As such, we’ve carried forward into this new era in web development an almost mythical belief in bad specifications. If we wish to have growth, we think to ourselves, we mustn’t hinder the creative spirit of the users by providing overly rigorous specifications. Because of this belief, we’re still battling ill-formed, inaccessible web pages created by a legion of web page designers who picked up some pretty bad habits: namely the use of deprecated attributes and proprietary elements, as well as the use of HTML tables for everything. Well, everything that isn’t covered by the use of non-standard and proprietary Javascript–use of which results in the annoying messages that one needs a specific browser, or worse, a specific operating system in order to see this Wonderful Thing. Go away until you’re properly equipped.
What we’re finding now with web page designers today, whether they’re amateur or professional, is that it’s just as easy to learn how to do things the right way, as the wrong. What’s important is to provide good, clear documentation, as well as good, clean examples. Contrary to some expectations, adherence to standards, and precise specifications have not killed the spirit of creativity.
In the end, rather than aid the growth of the web, bad specifications slowed it down as a new generation of web pages had to be created out of the ashes generating by burning the old.
Learning how to do things right has such rewards, too. It’s knowing that your page looks good in all operating systems and most browsers; that people can easily navigate your site; that there are a hundred new tools and toys you can use now because you’re using precise and structured markup. Being able to validate a page isn’t a matter of dumping a fairly useless sticker into a sidebar; it means being able to drop in a Google map, or add in-place editing, or automatically pull your calendar out of the page, or any number of wonderfully useful and fun innovations.
We still continue with this belief, though, that to standardize or embed precision into a specification is to stifle the creative juices of the consumer of the specification: whether they be developer, designer, or end-user. Why? What can possibly lead anyone to believe that you can create good technology out of a bad specification?

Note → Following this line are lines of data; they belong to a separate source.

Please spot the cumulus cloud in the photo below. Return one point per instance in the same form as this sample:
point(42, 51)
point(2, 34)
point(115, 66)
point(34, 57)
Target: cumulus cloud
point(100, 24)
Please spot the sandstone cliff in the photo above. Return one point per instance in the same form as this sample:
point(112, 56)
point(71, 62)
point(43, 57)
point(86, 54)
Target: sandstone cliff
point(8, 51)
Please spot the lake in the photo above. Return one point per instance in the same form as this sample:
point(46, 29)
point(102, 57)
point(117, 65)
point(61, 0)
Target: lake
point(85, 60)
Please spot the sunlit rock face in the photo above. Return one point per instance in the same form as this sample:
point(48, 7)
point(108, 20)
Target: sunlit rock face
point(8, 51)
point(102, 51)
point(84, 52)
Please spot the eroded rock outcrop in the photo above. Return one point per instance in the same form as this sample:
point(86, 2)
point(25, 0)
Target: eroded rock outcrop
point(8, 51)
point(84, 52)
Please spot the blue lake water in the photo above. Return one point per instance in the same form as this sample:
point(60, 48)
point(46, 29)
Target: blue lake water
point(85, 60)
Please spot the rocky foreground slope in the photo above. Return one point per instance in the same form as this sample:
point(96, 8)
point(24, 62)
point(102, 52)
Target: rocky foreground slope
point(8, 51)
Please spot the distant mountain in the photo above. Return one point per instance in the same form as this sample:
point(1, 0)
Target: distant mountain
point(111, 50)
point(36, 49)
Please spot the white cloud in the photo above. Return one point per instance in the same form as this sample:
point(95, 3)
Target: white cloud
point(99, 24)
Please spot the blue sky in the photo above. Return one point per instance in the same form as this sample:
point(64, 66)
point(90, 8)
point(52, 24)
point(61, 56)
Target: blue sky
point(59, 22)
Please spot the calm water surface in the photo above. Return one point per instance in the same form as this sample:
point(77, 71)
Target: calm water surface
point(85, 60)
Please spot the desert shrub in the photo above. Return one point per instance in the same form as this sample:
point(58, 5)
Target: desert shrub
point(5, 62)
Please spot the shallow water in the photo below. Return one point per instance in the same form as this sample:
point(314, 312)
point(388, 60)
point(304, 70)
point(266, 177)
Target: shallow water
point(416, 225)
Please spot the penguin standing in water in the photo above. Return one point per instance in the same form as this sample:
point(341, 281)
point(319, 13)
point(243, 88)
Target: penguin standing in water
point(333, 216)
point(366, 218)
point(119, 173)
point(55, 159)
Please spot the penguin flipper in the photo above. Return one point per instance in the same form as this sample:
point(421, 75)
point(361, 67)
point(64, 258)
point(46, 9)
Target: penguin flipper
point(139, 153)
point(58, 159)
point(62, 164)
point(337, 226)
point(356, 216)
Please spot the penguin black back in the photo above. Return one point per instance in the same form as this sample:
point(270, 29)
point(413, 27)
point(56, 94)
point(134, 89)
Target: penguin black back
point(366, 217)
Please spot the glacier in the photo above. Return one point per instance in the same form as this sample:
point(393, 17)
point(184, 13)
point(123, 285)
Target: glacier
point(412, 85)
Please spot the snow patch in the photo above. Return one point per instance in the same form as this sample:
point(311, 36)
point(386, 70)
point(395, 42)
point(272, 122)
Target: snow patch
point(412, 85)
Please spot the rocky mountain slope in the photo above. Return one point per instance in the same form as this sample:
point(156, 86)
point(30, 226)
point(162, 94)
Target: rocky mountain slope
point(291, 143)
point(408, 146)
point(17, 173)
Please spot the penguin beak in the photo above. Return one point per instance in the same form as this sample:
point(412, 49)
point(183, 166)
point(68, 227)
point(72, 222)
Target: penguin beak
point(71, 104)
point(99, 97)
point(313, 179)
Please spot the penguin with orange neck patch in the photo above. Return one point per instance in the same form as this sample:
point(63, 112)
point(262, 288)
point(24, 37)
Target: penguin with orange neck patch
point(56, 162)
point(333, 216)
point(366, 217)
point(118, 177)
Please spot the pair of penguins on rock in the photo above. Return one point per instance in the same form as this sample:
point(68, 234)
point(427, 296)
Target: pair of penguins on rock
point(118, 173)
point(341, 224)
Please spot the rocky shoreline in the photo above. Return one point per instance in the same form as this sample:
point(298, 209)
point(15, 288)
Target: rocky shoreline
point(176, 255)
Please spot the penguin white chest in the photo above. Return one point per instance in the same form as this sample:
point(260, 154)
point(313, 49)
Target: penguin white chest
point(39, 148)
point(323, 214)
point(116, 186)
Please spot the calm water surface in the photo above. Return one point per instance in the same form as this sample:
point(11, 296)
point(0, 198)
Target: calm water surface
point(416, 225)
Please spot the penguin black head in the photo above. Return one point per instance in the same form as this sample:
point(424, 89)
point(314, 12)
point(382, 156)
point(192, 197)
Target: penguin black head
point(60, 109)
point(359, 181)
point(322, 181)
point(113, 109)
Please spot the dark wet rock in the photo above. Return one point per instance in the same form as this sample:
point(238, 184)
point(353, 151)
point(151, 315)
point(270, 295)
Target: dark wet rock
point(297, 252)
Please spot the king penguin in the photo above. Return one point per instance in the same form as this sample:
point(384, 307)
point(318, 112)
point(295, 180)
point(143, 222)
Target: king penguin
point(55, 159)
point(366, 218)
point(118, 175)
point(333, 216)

Some would point to RDF and say that this is a case of a very precise specification that has not led to quick adoption. However, it isn’t surprising that there isn’t billions of RDF/XML documents scattered here and there, and it has nothing to do with the precision of the specification. Some folk didn’t, and still don’t, like the look of the externalized syntax of RDF; others felt that semantics should arise from existing elements; and still others just don’t see the need for it, and won’t until you give them an application that demonstrates this directly for them.
Oh, there’s some pieces of the RDF model we might do without, but precision is not one of them. I look at the precision of the specification of RDF with nothing but relief. I know that the work I do now with RDF follows a model that’s been carefully defined, intimately documented, and rigorously tested. I can trust the model, and know that the documents I create with RDF today will parse just as successfully as documents I’ll create five years from now; more importantly, knowing without a doubt it will mix with your data modeled in RDF.
That’s why I look with some confusion at the backlash against efforts to clarify the RSS 2.0 specification. There is no doubt–none whatsoever–that the RSS 2.0 specification, as currently written, is ambiguous; from what we’re hearing now, in comments and email lists, it is being kept deliberately so. I don’t understand this. This would be no different than to ask Microsoft not to follow standardized use of CSS in the new IE 7.x. Why on earth would anyone want this?
I am just a simple woman who works in technology. Perhaps one of you can explain it to me in such a way that I can understand.
I wrote on the ambiguity in RSS 2.0 as regards to enclosures here, and actually had to modify Molly Holzschlag’s weblog software (WordPress) because her posts with enclosures would cause tools such as Bloglines to break. These are two very popular tools; hence, the ambiguity in RSS 2.0 specification does cause problems. This is a proven fact that no amount of marketing and cheerleading can obfuscate.
Throw as much money as you want at it; write the most glowing reviews; get prestigious names to exult its beauty and power; seek to crush a non-existent enemy if you must–it is still not ‘good technology’. It may have damn good marketing, and lots of dough invested in it, and even have widespread use–but it is not good technology.
I am puzzled as to how anyone, particularly those who work in technology, could say otherwise. I await enlightenment.